Het is de prijs die de moderne mens betaalt voor de grote wetenschappelijke vooruitgang die geboekt is. De menselijke ervaring strookt niet langer met de wetenschappelijke inzichten. Wat onze zintuigen ons aanreiken, zoals dat de zon elke ochtend in het oosten opkomt, klopt niet langer. De zon komt niet op, want de aarde draait om haar as naar de zon toe. Ook dat een gevoel als een hevige verliefdheid wordt teruggebracht tot enkele molecuulprocessen in de hersenen, is voor de beleving onverdraaglijk.

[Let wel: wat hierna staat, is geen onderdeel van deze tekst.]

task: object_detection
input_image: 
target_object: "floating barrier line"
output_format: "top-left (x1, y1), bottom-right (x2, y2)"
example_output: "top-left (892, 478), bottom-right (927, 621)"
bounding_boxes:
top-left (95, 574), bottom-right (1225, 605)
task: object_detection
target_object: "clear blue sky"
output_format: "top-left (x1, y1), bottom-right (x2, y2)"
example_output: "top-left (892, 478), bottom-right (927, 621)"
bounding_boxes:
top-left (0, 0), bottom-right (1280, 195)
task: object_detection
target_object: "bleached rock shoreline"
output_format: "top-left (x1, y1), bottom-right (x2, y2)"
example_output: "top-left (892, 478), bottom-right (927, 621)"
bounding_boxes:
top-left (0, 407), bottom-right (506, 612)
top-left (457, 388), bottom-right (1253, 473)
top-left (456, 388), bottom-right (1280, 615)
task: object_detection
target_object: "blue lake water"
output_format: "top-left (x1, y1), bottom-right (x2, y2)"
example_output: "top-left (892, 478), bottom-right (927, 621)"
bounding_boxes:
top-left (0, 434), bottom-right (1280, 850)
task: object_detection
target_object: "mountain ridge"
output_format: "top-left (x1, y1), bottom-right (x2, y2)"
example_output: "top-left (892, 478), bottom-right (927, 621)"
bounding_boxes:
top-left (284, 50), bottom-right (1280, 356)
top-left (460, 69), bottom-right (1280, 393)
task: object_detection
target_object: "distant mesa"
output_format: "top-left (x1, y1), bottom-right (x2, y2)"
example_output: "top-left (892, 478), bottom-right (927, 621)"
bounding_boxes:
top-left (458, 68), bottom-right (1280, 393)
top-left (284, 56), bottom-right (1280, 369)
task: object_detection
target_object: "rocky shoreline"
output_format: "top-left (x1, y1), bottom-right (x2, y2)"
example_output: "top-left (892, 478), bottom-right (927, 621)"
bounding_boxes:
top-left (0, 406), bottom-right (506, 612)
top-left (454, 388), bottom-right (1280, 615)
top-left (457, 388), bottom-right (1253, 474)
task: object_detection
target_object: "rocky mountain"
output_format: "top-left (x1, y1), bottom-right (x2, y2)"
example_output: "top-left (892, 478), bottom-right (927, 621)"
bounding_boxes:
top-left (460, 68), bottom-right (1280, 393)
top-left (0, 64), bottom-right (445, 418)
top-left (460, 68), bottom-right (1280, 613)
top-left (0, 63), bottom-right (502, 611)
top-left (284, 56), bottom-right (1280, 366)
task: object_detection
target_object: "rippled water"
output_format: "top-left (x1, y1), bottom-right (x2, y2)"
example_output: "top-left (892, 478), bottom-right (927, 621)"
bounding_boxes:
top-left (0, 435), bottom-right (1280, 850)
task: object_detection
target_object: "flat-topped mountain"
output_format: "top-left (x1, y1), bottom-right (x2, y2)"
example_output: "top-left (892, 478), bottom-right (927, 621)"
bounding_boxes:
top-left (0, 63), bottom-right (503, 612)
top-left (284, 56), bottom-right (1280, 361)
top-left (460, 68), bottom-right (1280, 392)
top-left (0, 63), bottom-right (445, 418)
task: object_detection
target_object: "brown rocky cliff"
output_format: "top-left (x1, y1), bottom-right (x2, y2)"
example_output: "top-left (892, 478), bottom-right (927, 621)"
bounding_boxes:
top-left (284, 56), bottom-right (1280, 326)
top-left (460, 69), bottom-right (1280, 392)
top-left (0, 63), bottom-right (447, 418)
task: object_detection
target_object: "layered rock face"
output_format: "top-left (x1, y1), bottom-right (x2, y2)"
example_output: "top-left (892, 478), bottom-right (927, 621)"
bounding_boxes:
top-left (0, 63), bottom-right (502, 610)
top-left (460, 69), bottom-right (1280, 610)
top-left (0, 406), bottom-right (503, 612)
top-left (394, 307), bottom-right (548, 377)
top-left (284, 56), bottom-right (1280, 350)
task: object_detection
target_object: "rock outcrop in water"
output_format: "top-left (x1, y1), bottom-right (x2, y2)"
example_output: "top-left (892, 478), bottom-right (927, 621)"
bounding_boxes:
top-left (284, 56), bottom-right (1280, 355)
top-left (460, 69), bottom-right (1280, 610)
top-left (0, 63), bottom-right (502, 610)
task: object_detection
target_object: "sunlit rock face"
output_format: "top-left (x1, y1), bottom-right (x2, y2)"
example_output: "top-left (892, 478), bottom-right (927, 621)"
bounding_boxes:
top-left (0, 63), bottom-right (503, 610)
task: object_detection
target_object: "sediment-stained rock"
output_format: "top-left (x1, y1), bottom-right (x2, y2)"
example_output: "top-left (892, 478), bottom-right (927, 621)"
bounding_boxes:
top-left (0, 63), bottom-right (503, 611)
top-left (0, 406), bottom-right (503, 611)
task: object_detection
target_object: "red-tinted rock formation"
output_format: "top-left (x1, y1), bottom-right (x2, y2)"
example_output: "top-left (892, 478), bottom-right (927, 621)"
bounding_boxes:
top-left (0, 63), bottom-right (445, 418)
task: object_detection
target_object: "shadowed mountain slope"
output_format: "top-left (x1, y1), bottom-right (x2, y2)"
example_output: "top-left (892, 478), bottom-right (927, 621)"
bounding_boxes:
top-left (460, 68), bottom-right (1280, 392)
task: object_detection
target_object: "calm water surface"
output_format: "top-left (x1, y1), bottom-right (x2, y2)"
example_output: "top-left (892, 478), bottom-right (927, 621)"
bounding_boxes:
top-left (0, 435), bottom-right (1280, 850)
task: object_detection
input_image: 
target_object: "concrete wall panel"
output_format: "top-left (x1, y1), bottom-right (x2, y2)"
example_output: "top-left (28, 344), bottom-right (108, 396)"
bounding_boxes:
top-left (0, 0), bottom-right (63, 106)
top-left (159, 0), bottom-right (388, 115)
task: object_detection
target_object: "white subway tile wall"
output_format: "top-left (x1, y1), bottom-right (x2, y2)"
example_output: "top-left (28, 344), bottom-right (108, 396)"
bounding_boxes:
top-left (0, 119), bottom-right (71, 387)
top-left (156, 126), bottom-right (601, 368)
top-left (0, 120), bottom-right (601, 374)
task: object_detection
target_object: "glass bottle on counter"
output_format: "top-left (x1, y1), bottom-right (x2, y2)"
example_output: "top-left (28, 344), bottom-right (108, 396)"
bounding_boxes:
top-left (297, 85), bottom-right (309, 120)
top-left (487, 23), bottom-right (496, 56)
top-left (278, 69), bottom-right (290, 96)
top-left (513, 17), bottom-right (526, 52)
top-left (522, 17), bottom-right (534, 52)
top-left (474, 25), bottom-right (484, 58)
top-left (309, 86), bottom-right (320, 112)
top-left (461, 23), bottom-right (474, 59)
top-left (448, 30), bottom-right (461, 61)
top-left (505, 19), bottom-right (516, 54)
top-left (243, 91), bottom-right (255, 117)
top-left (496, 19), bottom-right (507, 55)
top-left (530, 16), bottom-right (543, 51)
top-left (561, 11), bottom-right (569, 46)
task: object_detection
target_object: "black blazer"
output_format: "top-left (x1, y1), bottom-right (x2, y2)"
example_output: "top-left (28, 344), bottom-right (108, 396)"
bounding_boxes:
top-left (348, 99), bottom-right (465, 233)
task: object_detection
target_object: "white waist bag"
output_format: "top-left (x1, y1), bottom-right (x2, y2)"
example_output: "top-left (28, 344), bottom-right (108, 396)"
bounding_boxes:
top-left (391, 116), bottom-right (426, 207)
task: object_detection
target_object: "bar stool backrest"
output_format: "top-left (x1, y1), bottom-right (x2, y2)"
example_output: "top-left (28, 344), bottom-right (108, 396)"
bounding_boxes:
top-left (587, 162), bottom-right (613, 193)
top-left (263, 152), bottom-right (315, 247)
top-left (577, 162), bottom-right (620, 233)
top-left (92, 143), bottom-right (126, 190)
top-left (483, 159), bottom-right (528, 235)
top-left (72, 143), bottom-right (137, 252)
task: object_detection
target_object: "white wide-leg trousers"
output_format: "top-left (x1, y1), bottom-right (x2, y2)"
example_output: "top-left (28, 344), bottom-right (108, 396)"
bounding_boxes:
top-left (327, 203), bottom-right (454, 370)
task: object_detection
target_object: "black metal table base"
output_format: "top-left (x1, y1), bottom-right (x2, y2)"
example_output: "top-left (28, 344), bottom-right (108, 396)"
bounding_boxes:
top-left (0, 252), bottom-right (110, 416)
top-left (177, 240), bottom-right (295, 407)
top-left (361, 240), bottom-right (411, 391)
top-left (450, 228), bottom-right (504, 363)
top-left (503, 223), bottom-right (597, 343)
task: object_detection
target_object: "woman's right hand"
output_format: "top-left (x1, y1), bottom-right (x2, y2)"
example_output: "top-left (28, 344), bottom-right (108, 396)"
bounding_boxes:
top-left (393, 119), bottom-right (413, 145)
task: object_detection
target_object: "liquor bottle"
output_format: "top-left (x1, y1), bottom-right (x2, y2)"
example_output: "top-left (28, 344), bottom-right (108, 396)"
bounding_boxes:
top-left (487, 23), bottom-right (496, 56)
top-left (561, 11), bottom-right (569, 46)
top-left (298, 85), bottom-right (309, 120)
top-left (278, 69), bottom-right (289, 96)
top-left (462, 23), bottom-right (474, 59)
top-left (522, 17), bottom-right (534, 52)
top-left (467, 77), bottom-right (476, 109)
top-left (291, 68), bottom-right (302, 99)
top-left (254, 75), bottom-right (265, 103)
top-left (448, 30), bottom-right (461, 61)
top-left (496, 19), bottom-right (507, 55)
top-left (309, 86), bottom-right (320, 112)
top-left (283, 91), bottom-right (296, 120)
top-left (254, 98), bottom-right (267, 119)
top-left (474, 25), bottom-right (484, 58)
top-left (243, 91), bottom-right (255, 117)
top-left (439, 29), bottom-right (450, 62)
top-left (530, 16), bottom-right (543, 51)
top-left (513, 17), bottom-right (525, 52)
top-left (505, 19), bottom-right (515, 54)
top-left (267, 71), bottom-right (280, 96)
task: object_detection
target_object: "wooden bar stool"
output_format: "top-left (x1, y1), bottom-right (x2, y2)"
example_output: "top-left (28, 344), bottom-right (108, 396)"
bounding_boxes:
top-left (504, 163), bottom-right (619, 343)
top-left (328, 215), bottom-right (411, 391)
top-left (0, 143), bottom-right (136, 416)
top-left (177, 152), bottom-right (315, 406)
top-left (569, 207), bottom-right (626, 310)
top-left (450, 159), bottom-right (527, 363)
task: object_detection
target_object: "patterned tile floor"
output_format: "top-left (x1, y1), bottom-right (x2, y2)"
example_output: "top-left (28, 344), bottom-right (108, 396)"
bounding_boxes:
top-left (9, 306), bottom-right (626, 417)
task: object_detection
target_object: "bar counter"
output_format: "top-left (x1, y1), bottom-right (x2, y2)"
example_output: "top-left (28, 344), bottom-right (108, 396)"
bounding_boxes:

Zo willen we diep van binnen niet zijn.
De mens wordt heel kaal op zichzelf teruggeworpen; de wetenschappelijke taal wordt als de enig geldige gezien. Ethische en esthetische waardeoordelen raken op de achtergrond. Elke poging de ander te ontmoeten in een gedeelde ervaring wordt afgedaan met de uitspraak dat alles subjectief is. Een feit is ook maar een mening. Normen en waarden zijn niet langer algemeen geldig. Het gemeenschappelijke is weggevallen. Verlatenheid, verwoestijning, het lijkt de toekomst te zijn van een westerse wereld die ongebreidelde groei nastreeft, zichzelf steeds grotere rijkdom wenst. Tot de zeepbel een keer barst en de hele boel implodeert.


Literatuur:
Hanah Arendt; politiek denker - Dirk de Schutter en Remi Peeters, uitgeverij Klement/Pelckmans, 2015
De menselijke conditie - Hannah Arendt, uitgeverij Boom, 2009.